Ricordare le vittime svizzere dei nazi

Non se ne sente parlare molto, ma anche la Svizzera conta delle vittime del nazionalsocialismo. Ora anche la Confederazione potrebbe avere un memoriale per ricordare l’orrore subito da chi è stato perseguitato durante la Seconda guerra mondiale. Il Consiglio degli Stati si è infatti espresso a favore di una mozione in tal senso. Un atto analogo, non ancora discusso nel plenum, è stato inoltrato al Nazionale da Alfred Heer (UDC/ZH).
«Tra il 1933 e il 1945 sono finite in un campo di concentramento almeno 409 persone che, al momento del loro arresto o prima di esso, avevano la cittadinanza svizzera. A queste persone se ne aggiungono almeno altre 340 nate e cresciute in Svizzera, ma senza passaporto rossocrociato. Di queste 749 persone totali, 473 non sono sopravvissute», spiega Balz Spörri, coautore assieme A René Staubli e Benno Tuchschmiddi un volume edito da NZZ Libro sul tema: «Die Schweizer KZ-Häftlinge, Vergessene Opfer des Dritten Reichs» («I prigionieri svizzeri dei campi di concentramento, vittime dimenticate del Terzo Reich»).

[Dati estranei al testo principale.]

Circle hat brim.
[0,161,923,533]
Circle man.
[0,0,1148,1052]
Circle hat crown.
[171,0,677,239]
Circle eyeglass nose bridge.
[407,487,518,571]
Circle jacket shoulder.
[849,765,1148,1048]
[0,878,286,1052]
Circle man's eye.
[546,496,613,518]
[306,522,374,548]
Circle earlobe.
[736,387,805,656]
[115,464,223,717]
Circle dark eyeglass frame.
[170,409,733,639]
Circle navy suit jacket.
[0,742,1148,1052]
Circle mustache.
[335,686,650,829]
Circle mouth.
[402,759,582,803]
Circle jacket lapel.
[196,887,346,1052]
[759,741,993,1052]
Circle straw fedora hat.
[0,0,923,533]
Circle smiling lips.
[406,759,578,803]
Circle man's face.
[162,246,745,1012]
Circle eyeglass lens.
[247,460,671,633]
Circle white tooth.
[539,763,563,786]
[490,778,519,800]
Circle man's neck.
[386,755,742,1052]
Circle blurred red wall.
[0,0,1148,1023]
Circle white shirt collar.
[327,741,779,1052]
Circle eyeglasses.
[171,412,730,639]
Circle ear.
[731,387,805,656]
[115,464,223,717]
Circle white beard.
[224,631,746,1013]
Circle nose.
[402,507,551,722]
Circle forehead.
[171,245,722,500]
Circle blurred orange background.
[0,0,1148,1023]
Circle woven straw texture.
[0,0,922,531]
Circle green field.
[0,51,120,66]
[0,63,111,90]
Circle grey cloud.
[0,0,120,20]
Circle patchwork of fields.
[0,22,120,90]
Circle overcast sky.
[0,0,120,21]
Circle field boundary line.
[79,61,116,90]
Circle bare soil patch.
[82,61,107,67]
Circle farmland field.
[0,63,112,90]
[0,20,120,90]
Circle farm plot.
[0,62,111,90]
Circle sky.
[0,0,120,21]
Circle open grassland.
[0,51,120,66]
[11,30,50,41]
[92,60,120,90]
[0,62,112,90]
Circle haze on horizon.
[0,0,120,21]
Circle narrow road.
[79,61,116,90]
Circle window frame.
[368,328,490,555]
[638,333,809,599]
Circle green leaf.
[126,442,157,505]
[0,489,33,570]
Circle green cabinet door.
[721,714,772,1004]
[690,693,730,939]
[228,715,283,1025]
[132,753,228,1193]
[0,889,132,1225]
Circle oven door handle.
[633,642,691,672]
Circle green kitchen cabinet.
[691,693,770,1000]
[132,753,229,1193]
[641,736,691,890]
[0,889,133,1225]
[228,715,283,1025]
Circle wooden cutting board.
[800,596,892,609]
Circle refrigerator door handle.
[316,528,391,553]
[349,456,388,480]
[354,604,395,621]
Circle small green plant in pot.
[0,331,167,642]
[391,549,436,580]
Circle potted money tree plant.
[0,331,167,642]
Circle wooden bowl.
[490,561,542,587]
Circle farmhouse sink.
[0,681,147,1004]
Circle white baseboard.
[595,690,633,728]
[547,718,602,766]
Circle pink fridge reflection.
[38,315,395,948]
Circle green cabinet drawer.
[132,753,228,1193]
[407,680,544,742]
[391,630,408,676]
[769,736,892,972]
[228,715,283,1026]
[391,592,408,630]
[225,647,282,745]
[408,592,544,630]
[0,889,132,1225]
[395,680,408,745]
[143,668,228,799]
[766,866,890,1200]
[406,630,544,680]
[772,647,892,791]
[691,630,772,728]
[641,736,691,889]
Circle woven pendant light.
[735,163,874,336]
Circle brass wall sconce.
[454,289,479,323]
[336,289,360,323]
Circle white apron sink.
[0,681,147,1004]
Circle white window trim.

Fra gli svizzeri finiti in un campo di concentramento figurano anche dei ticinesi. Come Gino Pezzani ( Biogno 1911 - Zurigo 2006), che fu arrestato in Francia. La sua storia, ripresa nel libro, è narrata in primo luogo nella sua autobiografia, del 1949:«Notte e nebbia, odissea nei campi di concentramento della Germania» (poi ristampato nel 1996 col titolo «Come il sole nel suo giro»). Dopo viaggi fra la Francia, la Spagna e la Svizzera, Pezzani entrò nella resistenza francese con lo pseudonimo di Petit Louis. Nel 1943 fu arrestato dalla Gestapo con l’accusa di spionaggio. Venne rinchiuso nella prigione di Frèsnes, vicino a Parigi. Nel 1944 arrivò al campo di concentramento di Sachsenhausen. Qui la sua identità venne sostituita dal numero 77192, dal triangolo rosso dei deportati politici e dalla sigla «Sch» («Schweiz»). Fu durante la lunga marcia con la quale i tedeschi, quasi sconfitti, tentarono di sfuggire ai russi, che Pezzani riuscì a scappare.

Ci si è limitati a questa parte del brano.